The three of them lay in Stu’s bed for hours, eating stale gummy candies and watching reruns of Friends. Stu and Avi laughed at nearly every joke. Fiona knew when the jokes were coming, she had seen the episodes so many times, but sometimes she laughed as well, because of the delivery or a bit of physical comedy or simply out of a sense of comfort and a desire to laugh for the sake of laughing. She knew she should go outside, go see the city, go to the Pergamon or Checkpoint Charlie or see parts of the Wall along the canal. It was another beautiful day outside.
“Should we order food?” Stu asked them.
“I’m not actually hungry,” Fiona said.
“Me neither,” said Avi.
Fiona checked the time; it was five in the evening. Her flight home to New York was at seven the next morning.
“I should probably pack soon,” Fiona said.
“Don’t leave,” Avi said to Fiona, snuggling into her.

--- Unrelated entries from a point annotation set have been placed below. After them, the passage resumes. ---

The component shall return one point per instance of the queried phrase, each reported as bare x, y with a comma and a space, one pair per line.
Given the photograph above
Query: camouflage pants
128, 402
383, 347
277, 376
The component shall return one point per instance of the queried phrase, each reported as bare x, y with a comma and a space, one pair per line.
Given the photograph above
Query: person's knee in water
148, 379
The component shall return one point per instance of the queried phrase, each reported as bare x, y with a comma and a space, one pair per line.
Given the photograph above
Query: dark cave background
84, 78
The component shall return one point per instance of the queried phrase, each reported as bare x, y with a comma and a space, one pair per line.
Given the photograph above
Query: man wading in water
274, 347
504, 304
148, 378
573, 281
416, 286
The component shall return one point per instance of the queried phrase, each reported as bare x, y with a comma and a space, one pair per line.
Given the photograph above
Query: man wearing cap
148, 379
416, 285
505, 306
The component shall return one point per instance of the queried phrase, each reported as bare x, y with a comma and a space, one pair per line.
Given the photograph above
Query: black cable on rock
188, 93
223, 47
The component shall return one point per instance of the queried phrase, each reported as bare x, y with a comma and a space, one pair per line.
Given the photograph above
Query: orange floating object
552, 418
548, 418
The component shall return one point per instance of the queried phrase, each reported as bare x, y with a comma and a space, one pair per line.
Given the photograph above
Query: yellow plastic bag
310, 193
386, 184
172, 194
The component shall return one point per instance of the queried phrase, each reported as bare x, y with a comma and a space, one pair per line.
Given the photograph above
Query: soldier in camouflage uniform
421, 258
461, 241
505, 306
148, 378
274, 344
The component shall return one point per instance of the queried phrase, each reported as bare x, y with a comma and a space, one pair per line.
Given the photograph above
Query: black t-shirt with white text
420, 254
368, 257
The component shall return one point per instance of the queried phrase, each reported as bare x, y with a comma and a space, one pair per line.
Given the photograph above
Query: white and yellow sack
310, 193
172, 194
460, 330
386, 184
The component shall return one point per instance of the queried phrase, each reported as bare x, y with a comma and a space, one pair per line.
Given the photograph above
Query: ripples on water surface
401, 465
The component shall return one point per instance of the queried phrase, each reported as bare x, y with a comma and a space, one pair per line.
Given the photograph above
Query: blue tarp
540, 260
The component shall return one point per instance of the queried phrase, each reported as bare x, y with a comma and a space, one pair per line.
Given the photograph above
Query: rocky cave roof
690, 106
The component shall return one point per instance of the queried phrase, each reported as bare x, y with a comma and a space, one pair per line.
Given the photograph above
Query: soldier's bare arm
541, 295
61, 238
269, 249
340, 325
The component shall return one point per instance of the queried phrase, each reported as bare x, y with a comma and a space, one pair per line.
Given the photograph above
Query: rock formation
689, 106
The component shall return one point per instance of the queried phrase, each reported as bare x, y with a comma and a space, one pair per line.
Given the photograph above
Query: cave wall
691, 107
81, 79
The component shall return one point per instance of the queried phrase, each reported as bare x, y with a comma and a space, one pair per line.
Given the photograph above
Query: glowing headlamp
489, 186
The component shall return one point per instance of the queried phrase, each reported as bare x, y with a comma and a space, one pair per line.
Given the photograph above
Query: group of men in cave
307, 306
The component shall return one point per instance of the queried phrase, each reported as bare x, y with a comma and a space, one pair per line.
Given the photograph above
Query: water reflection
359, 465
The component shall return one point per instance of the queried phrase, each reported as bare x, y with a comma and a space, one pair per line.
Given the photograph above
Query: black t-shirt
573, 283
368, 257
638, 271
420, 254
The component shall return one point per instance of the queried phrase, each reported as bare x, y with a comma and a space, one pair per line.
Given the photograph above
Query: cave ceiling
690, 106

“I don’t want to,” she said.
“Stay forever,” said Stu. But she had her mother to see, a house to help pack up. It
was Amy’s birthday next week. She wanted to talk to Marley, and to Lula. Tell them everything that happened. Maybe she would reckon with Liv. Maybe not. She had a semester to finish. She wanted to stop spending her father’s money, or else tell him that she was spending it. She felt guilt now—about her dad, Helen, all of it. She had taken his penance and run away, even spending his money on drugs to make her forget.
But she had felt so good last night. The source of the feelings was synthetic, but didn’t it mean that those feelings were inside her, somewhere? Even without drugs, or anything else? They hadn’t come from nowhere. The experience almost made her believe she could learn how to do the healing herself. She suddenly felt anxious to see her mother, to tell her about this trip. Maybe she could even share the Oliver parts, obscure some of the details. She wanted to figure out a way to show Amy: Look at the adult decisions I’m making. Look at this good person I’m becoming.

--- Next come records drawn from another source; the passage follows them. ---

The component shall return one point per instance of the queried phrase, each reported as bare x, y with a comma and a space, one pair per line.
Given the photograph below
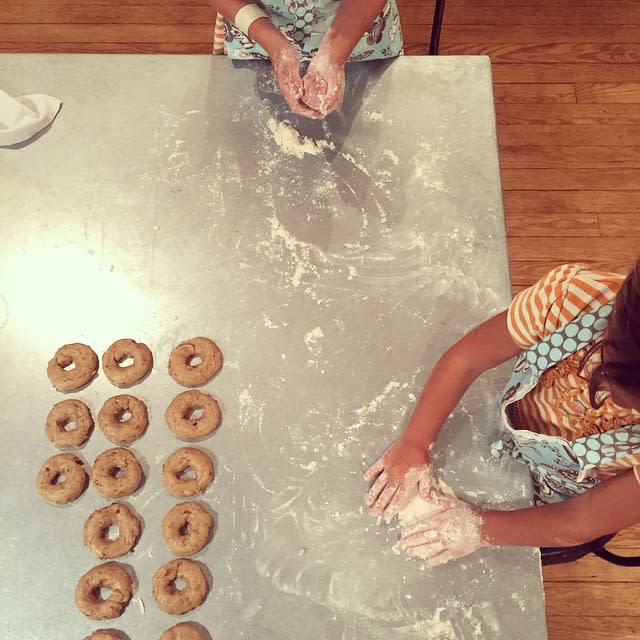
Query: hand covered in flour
286, 68
453, 532
324, 83
402, 471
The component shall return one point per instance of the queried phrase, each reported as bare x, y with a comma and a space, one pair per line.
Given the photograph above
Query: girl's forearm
262, 31
544, 526
352, 19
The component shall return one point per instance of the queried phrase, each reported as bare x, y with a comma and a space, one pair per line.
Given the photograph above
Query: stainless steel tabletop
176, 196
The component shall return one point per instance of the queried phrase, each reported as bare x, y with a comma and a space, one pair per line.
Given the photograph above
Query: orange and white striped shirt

“How’s your heart?” Avi asked her.
“It’s okay,” she said. “It’s good.”
He put his hand on her chest, and held it there.
27.
THEY DIDN’T NEED to induce Danièle after all; her contractions began naturally at one o’clock on Sunday afternoon. While Joséphine and Alex were in the delivery room with Danièle, Simone had to stay in the waiting room with Henri. It took all of Simone’s might to focus on the boy in front of her as he zoomed his toy trucks around the room with intense concentration. She thought she could hear Danièle’s screams, even though the delivery room was past a set of swinging doors and all the way at the other end of the hall. She could practically conjure the pain of her own delivery almost six years earlier, pain unlike anything she’d previously thought possible: the internal twisting, as if her organs were being ripped apart from one another; the searing sensation in her lower back, like someone was stabbing it over and over. She’d been determined to deliver without an epidural, which she came to regret as she endured thirty sleepless hours of labor, a constant stream of contractions with no end in sight. But she was too stubborn, and as much as she’d been tempted, she didn’t give in to the drugs.